Title: A unified shear-flexural strength model for slender reinforced concrete beams under concentrated and distributed loads

Author(s): Marí, A.; Cladera, A.; Bairán, J.; Oller, E.; Ribas, C.

Publication: ACHE

Volume: 65

Issue: 274

Appears on pages(s): 247 - 265

Keywords: Mechanical model; shear strength; reinforced concrete; point load; distributed load.

DOI:

Date: 1/8/2014

Abstract:
A mechanical model is presented for shear-flexural strength of slender reinforced concrete beams under concentrated or distributed loads.
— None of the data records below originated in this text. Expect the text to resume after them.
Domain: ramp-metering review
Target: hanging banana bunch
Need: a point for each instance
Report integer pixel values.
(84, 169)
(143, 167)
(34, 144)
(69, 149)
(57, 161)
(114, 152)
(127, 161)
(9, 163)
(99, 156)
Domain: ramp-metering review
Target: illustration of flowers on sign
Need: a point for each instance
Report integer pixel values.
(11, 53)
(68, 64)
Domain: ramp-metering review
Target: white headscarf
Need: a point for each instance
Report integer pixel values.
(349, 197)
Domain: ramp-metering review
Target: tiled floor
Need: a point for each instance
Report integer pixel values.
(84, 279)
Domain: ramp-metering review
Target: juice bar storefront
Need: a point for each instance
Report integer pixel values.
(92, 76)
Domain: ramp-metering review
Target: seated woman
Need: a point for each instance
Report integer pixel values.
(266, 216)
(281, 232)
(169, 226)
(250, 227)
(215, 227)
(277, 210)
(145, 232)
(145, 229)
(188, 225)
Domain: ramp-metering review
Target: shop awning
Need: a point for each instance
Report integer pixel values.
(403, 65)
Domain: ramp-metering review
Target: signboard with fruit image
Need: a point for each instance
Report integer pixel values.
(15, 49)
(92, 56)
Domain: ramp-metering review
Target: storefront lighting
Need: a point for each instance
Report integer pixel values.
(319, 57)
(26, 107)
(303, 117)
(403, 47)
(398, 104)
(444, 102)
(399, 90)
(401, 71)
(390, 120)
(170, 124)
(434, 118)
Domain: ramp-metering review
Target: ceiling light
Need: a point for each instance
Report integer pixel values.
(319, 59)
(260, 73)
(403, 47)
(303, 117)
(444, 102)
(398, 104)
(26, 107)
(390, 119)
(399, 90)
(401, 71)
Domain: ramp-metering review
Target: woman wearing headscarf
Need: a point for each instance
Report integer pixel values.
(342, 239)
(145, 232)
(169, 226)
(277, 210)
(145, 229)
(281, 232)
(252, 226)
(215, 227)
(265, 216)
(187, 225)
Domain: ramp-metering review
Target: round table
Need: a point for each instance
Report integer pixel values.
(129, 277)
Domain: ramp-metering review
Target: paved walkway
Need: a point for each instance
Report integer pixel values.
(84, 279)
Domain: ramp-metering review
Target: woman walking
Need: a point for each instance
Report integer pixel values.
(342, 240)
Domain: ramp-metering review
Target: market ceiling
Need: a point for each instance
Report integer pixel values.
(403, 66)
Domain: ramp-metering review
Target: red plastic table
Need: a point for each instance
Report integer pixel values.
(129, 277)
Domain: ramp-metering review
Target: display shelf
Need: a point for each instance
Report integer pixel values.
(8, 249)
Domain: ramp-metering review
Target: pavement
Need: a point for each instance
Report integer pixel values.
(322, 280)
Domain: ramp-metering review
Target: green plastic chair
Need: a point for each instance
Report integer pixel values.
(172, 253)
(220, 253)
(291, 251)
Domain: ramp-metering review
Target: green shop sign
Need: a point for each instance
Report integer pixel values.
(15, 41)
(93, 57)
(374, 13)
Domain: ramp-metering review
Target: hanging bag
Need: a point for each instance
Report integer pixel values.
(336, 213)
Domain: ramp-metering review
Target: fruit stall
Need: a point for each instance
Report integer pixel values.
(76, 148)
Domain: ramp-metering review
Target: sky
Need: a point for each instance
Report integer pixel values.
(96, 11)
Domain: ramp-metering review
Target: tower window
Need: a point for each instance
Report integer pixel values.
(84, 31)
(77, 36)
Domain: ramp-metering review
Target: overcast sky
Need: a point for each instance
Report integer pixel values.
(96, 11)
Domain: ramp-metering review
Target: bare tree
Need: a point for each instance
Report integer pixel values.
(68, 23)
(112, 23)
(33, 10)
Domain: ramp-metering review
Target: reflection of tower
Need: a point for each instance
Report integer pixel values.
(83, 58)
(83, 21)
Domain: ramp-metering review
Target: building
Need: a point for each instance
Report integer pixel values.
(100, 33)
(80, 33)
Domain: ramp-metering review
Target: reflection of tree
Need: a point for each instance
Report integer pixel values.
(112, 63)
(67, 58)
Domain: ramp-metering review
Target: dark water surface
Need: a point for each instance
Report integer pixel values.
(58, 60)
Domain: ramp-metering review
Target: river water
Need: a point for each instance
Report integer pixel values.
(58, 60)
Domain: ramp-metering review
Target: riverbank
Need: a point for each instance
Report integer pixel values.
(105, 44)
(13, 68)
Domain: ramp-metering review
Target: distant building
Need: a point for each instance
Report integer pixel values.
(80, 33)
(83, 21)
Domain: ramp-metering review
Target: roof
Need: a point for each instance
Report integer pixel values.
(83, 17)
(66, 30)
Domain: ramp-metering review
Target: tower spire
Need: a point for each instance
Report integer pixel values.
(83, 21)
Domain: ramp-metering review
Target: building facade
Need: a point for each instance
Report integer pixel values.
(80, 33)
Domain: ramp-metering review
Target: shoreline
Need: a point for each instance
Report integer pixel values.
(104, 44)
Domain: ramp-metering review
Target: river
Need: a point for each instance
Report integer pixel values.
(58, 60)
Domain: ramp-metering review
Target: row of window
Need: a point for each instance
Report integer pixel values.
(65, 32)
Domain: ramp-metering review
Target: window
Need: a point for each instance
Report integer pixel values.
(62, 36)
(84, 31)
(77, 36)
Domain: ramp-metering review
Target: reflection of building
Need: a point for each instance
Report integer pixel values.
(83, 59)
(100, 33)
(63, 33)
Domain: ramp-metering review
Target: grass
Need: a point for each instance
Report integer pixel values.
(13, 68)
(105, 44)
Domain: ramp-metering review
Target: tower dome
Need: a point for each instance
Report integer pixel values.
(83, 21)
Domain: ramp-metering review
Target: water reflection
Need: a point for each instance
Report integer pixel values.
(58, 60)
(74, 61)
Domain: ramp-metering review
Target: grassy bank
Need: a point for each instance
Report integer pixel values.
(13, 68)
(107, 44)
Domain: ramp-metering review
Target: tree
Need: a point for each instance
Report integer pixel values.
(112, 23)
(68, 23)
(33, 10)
The model incorporates the shear transferred by the un-cracked concrete head, by the cracked web and by the longitudinal and transverse reinforcements. Failure is assumed to occur at the un-cracked concrete zone, subjected to a biaxial stress state, when the Kupfer failure envelope is reached and the stirrups are yielded. A general procedure and simplified direct design equations are derived taking into account equilibrium and a given stress distribution at ultimate limit states (ULS). The model predictions have been compared with the results of more than 1300 tests performed on simply supported beams, having obtained very good agreement. Because of the simplicity, accuracy, and the physical insight of the problem provided by the model, it may be very useful for rational performance-based design of concrete structures in practice.